Triazoles and in particular 1, 2, 4-triazole nucleus have been incorporated into a wide variety of therapeutically interesting candidates including antiviral16,

anticancer17, anticonvulsant18, anti-inflammatory agents19 and antimicrobial20 agents. Their antifungal activity is also documented. If Amphotericin-B is the most common drug used against systemic mycoses despite its toxic effect on humans, newer class of drugs such as fluconazole and itraconazole are used as systemic antifungal agents actually employed in patients with impaired immunity such as those who have AIDS or are neuropenic as a result of cancer therapy.
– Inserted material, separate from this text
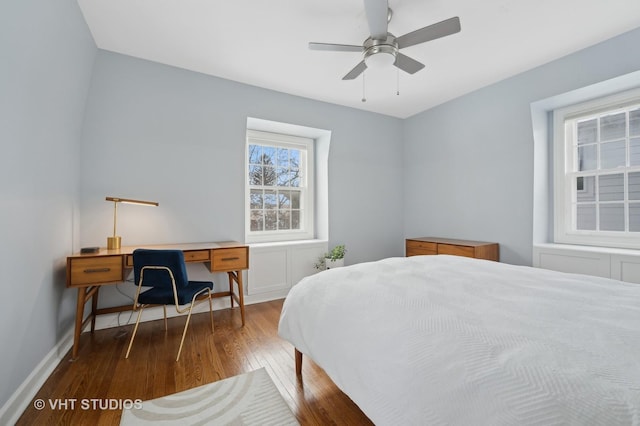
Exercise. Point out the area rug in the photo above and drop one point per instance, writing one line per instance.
(247, 399)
Ribovirin 4, which is a triazole derivative, has antiviral activity5.


Nefazodone 5 is commonly used as antidepressant5.


1, 3, 4-Oxadiazoles are a class of heterocycles which have attracted significant interest in medicine, pesticide chemistry and material science. They are of significant interest in medicinal chemistry in a number of biological targets including, anti-inflammatory21, and human β-tryptase inhibitors22, and anticonvulsant23, antibacterial and antifungal agents24.

In recent years, various antitumor drugs have been developed for the treatment of cancer. Among these, compounds incorporating Schiff base structure were synthesized as antitumor25 and antimicrobial26 agents.



Modern drug discovery is a multidisciplinary approach wherein drugs are designed and /or discovered .The research and development expenditure bring on oneself a new chemical entity to the end of phase I efficiency of transforming phase III clinical trials is estimated to be around $ 1,3billion today in the US [1].The major contribution to this cost increase is the decrease in efficiency of transforming lead preclinical candidates from 75% to 50% and the rate of retrogression of compound from phase 2 phase 3 clinical trials from 50%to 30%[2]. Despite advances in technology and understanding of biology systems, drug discovery is still a long process (  15 years) with low rates of new discoveries. This scenario demands alternate techniques that reduce both the cost and the time period involved simultaneously increase the success rate.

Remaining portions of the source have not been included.